Alle vier Jahre legt das Parlament im Rahmen der Standortförderung den Zahlungsrahmen für die Wirtschaft und den Tourismus fest. Ich war jedes Mal Berichterstatter einer Kommission oder einer Arbeitsgruppe. Die Wünsche der Branche wurden jedes Mal ein wenig mehr erfüllt. 2019 erhielt Schweiz Tourismus vom Parlament 230 Millionen und Innotour 30 Millionen zugesprochen. Das ist ein beachtlicher Erfolg. Zudem habe ich eine Verlängerung des Mehrwertsteuer-Sondersatzes für die Hotellerie um 10 Jahre erzielt. Vorher wurde der Hotellerie-Satz nur um jeweils vier Jahre verlängert! Auf der anderen Seite wurden die Bergbahnen teilweise von der Mineralölsteuer befreit, die schwer auf ihnen lastete.

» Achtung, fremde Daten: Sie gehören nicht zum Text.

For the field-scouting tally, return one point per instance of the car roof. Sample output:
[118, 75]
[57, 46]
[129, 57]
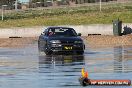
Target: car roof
[57, 27]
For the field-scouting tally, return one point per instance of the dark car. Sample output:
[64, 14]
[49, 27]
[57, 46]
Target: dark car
[60, 40]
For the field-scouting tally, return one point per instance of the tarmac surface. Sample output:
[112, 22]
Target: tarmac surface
[22, 66]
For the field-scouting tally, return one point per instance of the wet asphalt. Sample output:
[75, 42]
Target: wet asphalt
[25, 67]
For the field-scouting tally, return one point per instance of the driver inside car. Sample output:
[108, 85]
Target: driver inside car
[51, 32]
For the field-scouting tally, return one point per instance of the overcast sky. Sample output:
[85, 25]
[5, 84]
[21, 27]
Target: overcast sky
[23, 0]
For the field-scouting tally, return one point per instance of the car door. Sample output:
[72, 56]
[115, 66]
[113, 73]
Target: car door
[43, 40]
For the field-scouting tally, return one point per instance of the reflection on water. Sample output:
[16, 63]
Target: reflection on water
[122, 59]
[60, 70]
[24, 67]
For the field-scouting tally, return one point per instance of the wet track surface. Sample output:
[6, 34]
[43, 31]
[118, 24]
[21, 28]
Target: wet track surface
[26, 68]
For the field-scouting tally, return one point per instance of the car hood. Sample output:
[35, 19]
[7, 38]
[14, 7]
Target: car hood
[66, 38]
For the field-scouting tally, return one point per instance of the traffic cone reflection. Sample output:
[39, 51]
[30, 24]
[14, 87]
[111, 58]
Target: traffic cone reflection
[84, 74]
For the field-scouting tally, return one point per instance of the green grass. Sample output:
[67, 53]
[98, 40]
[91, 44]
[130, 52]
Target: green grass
[69, 16]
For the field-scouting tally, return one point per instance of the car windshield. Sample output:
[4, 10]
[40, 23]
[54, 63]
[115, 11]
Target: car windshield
[62, 32]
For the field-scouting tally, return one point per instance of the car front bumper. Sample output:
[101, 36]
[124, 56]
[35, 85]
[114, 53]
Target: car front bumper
[66, 47]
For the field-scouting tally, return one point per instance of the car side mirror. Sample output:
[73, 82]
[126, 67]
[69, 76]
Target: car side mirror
[79, 34]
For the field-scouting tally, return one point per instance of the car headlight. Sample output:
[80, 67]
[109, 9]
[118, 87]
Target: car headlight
[78, 41]
[55, 41]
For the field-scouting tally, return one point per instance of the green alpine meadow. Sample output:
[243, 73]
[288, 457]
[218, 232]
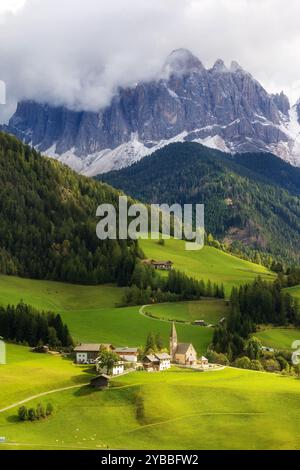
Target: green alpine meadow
[149, 232]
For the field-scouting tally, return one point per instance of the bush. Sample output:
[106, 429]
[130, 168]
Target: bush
[49, 409]
[243, 363]
[271, 365]
[34, 414]
[22, 413]
[217, 358]
[256, 365]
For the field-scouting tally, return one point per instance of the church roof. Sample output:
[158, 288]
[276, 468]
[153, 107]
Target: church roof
[182, 348]
[173, 332]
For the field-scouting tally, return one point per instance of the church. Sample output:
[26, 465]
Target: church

Auch hier wurde eine alte Forderung erfüllt.

Welche Tipps und Empfehlungen geben Sie dem Schweizer Tourismus mit auf den Weg?
Ich rate den Akteuren im Tourismus seit Jahren, ihre persönliche Vision aus privatwirtschaftlicher Sicht zu verfolgen und sich nicht nur auf den Staat zu verlassen. Ich freue mich, dass dieser Appell offensichtlich angekommen ist und sich autonome Strategien entwickeln. Ich plädiere zudem weiterhin für eine Stärkung des Schweizer Tourismus-Verbands, damit die politischen Positionen gemeinsam formuliert werden. Dies würde Personaleinsparungen und mehr Effizienz ermöglichen. Dieser zweite Wunsch lässt sich kurz- und mittelfristig wohl nicht erfüllen. Das Beispiel der Landwirtschaft zeigt jedoch, dass dies machbar und sehr erfolgreich sein könnte.

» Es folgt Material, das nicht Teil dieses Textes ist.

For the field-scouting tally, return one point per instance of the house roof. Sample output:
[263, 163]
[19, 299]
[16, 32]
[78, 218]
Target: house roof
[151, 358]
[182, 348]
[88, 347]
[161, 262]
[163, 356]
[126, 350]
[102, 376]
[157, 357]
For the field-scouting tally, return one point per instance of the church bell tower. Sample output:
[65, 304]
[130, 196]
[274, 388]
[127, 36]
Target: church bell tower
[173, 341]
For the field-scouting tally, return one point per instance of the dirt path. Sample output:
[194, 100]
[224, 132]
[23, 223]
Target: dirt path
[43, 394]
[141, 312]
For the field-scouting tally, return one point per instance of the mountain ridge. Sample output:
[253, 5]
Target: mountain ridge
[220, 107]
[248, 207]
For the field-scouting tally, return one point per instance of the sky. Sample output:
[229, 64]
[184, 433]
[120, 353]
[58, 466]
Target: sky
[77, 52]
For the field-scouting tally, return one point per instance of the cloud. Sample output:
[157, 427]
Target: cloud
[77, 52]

Aufgrund seiner Verabschiedung aus dem Nationalrat wird auch de Bumans Position als STV-Präsident vakant. Wie geht es nun weiter? Die Suche nach der Nachfolge wurde bereits eingeleitet. Eine vom STV eingesetzte Findungskommission schaut sich nach geeigneten Kandidatinnen und Kandidaten um. Der neue Präsident oder die neue Präsidentin wird im Rahmen der ausserordentlichen STV-Generalversammlung vom 27. März 2020 in Bern gewählt.